## What is Cluster Sampling in Data Analysis?
Cluster Sampling is a probability sampling technique where the population is divided into groups or clusters, and then a random selection of clusters is chosen. All individuals within the selected clusters are included in the sample. This approach is useful when the population is large, geographically dispersed, or when obtaining a complete list of individuals in the population is challenging.

#### Steps in Cluster Sampling
1. **Divide the Population into Clusters:**
The population is grouped into smaller, naturally occurring clusters, such as cities, schools, or districts.
2. **Randomly Select Clusters:**
A predetermined number of clusters are randomly selected.
3. **Survey Everyone in the Selected Clusters:**
Instead of sampling individuals, all members of the selected clusters are included in the sample.


#### Advantages of Cluster Sampling
1. **Cost-Effective:**
Reduces costs and effort since data collection is confined to specific clusters.
2. **Feasibility:**
Easier to implement for geographically dispersed populations where a full list of individuals is unavailable.

3. **Efficient Data Collection:**
Surveying entire clusters requires less logistical planning than sampling individuals randomly across the entire population.
4. **Scalability:**
Useful for large populations where simple random sampling is impractical.

#### Disadvantages of Cluster Sampling
1. **Risk of Bias:**
If clusters are not representative of the entire population, the results may be biased.

2. **Increased Sampling Error:**
Since clusters may have similar characteristics, the variability within the sample could be lower than the variability in the population, leading to less precise estimates.

3. **Dependent Observations:**
Individuals within the same cluster may share common traits, reducing the independence of observations.

#### When to Use Cluster Sampling

1. **Geographically Dispersed Populations:**
When the population is spread over a wide area and surveying individuals randomly is logistically challenging.

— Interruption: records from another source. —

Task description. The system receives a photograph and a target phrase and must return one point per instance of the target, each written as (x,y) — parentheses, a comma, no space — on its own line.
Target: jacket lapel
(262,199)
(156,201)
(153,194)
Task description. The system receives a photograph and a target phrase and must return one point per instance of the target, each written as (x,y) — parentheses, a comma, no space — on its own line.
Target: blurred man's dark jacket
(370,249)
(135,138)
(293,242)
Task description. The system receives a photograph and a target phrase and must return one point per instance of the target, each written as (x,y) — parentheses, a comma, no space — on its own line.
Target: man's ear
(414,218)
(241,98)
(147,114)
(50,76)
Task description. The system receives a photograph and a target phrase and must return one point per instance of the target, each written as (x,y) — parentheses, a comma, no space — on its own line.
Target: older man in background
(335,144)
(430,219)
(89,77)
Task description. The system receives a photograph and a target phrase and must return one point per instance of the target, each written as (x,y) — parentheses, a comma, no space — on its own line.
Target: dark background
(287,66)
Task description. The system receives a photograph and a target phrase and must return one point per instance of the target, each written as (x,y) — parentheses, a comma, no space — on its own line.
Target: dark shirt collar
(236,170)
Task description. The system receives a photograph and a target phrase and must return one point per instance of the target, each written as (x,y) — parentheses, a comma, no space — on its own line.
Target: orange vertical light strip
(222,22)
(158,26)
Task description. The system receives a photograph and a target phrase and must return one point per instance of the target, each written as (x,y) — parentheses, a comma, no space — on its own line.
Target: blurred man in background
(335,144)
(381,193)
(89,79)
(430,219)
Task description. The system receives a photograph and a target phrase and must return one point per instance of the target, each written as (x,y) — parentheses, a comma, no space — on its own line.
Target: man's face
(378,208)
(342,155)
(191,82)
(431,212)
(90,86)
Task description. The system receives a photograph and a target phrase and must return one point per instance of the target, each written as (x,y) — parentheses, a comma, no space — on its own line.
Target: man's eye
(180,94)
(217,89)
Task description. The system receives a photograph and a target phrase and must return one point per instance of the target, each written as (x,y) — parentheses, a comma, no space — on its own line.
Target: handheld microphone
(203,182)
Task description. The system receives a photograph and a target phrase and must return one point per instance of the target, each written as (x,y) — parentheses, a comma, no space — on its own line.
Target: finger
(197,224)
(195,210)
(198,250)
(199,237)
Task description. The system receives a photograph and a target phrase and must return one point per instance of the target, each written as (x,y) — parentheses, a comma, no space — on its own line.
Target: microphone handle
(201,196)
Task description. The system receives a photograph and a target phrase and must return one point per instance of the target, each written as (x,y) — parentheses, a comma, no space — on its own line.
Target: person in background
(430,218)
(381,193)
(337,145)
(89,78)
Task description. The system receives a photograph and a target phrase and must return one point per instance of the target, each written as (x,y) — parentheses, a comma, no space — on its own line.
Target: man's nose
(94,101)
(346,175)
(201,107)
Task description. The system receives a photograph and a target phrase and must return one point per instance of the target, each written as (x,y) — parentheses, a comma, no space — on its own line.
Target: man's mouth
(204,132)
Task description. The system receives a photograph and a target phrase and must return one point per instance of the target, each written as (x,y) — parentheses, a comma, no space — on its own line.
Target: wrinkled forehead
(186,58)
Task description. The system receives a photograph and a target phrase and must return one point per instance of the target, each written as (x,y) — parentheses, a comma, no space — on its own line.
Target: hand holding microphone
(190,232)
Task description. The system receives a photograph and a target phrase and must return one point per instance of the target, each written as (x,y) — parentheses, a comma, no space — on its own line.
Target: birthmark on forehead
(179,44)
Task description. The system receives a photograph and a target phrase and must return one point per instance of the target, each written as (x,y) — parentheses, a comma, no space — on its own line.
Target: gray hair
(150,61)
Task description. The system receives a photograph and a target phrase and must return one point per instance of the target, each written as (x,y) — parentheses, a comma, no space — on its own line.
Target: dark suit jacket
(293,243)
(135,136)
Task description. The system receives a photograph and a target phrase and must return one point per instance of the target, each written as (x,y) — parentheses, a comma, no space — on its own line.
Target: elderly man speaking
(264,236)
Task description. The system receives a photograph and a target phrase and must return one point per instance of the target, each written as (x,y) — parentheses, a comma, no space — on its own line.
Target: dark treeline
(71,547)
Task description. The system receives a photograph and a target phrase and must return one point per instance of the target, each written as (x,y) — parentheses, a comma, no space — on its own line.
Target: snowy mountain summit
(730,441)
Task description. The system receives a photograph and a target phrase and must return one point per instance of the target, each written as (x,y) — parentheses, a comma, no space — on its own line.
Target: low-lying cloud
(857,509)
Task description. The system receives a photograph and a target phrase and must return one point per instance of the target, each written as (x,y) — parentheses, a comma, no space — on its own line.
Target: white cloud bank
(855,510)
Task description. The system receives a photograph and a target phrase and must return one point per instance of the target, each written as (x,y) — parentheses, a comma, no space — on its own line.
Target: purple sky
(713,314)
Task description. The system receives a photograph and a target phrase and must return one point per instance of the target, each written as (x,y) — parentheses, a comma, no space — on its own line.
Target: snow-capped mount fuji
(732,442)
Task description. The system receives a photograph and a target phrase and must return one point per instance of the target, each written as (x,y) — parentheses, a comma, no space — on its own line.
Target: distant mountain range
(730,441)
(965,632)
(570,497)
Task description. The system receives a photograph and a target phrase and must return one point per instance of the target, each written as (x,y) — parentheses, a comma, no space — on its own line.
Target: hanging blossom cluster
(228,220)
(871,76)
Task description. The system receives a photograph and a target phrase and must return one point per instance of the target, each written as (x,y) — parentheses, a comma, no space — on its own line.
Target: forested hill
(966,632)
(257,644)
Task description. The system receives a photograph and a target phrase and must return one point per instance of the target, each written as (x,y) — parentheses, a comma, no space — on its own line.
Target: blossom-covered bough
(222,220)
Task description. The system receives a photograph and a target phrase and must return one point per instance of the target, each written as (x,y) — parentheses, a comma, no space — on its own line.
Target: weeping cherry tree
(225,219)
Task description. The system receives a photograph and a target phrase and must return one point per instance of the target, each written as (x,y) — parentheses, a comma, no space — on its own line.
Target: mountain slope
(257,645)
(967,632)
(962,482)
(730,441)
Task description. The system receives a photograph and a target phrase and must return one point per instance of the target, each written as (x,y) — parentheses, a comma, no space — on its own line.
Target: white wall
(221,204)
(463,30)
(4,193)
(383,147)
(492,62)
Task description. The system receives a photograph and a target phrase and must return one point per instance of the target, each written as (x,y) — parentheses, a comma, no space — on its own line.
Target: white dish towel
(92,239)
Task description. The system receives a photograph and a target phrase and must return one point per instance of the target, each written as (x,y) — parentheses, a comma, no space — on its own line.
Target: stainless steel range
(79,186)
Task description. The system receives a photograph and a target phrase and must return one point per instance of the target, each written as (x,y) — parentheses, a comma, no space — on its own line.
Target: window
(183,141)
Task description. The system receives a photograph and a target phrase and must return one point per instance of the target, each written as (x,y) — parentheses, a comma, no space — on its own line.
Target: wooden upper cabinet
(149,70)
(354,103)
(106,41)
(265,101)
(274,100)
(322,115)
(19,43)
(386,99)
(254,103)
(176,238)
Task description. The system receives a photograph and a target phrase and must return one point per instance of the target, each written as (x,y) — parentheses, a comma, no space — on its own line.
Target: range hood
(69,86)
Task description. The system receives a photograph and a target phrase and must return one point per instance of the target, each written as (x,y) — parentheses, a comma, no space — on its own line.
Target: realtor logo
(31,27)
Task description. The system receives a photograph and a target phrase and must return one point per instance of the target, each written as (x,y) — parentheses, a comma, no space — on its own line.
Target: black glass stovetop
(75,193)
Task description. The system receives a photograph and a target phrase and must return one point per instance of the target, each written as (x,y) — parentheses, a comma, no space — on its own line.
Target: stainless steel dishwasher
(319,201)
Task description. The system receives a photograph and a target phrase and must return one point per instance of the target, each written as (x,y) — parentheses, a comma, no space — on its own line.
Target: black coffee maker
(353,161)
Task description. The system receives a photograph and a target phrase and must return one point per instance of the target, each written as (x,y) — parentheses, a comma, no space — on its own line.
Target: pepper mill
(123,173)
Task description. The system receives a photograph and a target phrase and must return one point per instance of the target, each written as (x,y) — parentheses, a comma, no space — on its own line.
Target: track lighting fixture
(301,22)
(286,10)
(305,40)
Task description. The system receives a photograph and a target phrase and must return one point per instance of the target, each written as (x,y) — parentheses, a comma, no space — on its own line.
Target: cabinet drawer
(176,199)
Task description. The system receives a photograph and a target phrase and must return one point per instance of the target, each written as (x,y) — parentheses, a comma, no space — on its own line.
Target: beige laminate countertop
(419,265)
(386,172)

2. **Cost and Time Constraints:**
When resources are limited, and sampling individuals across the entire population is not feasible.

3. **Homogeneous Clusters:**
When clusters are internally diverse and representative of the entire population.

#### Python Code Example

##### Scenario:
You have a dataset of students from different schools, and you want to select a sample by randomly choosing schools (clusters) and including all students from those schools.

In [9]:
import numpy as np
import pandas as pd

In [43]:
data = pd.DataFrame({
    "StudentID" : range(1,101),
    "Schools" : np.random.choice(["school A","school B","school C","school D","school E"], size=100),
    "Score" : np.random.randint(50,100, size=100)
    
})
data["Schools"].value_counts()

Schools
school A    26
school C    26
school D    24
school B    13
school E    11
Name: count, dtype: int64

In [45]:
# Clusters with Schools
cluster = data["Schools"].unique()
print("All of Clusters: ", cluster)

All of Clusters:  ['school A' 'school C' 'school B' 'school E' 'school D']


In [47]:
# select randomly schools or clusters
np.random.seed(42)
selected_clusters = np.random.choice(cluster, size=3)
print("Selected Clusters:", selected_clusters)

Selected Clusters: ['school E' 'school D' 'school B']


In [49]:
# select all of student in selected clusters
sample_data = data[data["Schools"].isin(selected_clusters)]

In [51]:
sample_data["Schools"].value_counts()

Schools
school D    24
school B    13
school E    11
Name: count, dtype: int64